Vanguard was a VSTi and AU software synthesizer created by Canadian independent publisher reFX and Markus Krause from Tone2 Audio.

== Production ==
Released in 2004, Vanguard was a virtual analog synthesizer with three oscillators, 31 waveforms alongside a unison that goes up to 10-voices, a filter with 13 types, delay, and a reverb powered by Freeverb by Jezar Wakefield at Dreampoint Design and Engineering, and stereo pattern controlled trancegate and arpeggiator. Most functions could be automated, such as cutoff frequencies, resonance, ADSR, and LFO. Vanguard worked with any VST-capable host and featured the Trancegate and Arpeggiator tools. A majority of the audio engine was programmed by Markus Krause of Tone2 Audio. The factory presets were made by Manuel Schleis.

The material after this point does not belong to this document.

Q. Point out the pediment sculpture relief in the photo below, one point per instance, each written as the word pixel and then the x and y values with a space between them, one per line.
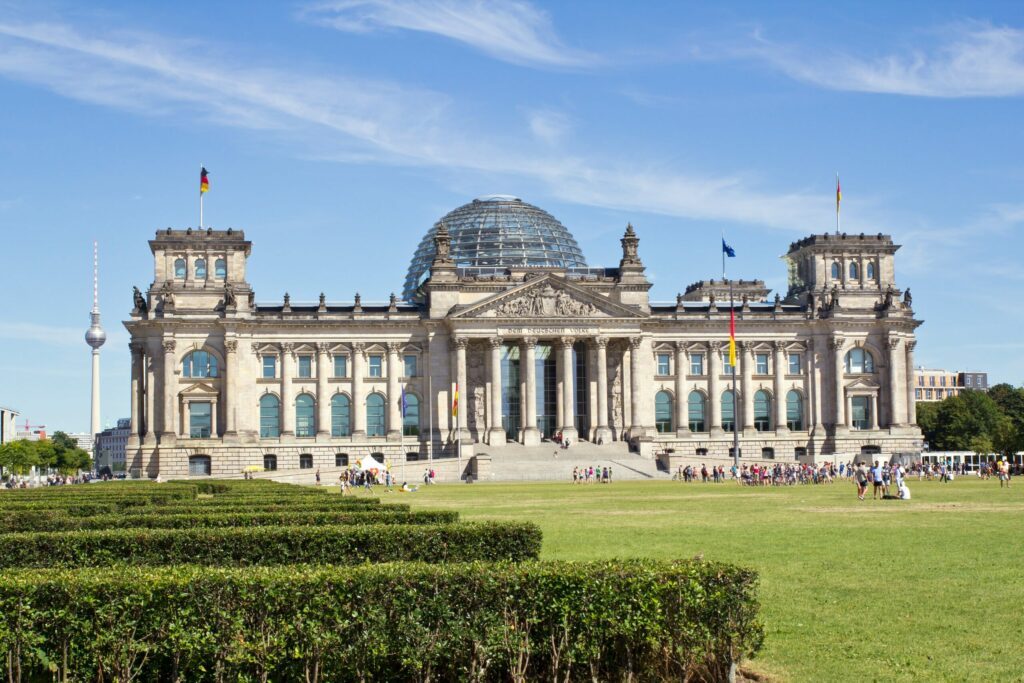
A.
pixel 543 302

== Discontinuation and current use==
Vanguard was discontinued in 2016. The software can still be downloaded from the reFX website for existing licensed users and can still be played through any DAW that supports 32-bit or 64-bit plugins, namely FL Studio.

Vanguard is used by many electronic dance music producers, despite not remaining as prevalent as reFX's Nexus 4 hybrid synthesizer plugin. Vanguard is considered to be an impressive and straightforward synth amongst many producers.

== Revival ==
On November 25, 2022, reFX announced they had revived the Vanguard synthesizer as Vanguard 2 with an updated vector-based user interface, in addition to 10 new wavetables by Mirko Ruta, 24db ladder filters for lowpass and highpass also made by Mirko Ruta, a new reverb named RutaVerb also by Mirko Ruta replacing the old Freeverb-powered reverb and a distortion effect alongside 136 new factory presets made by Mirko Ruta and other modulation features, such as a new 3rd envelope and a new delay type intended to widen a sound.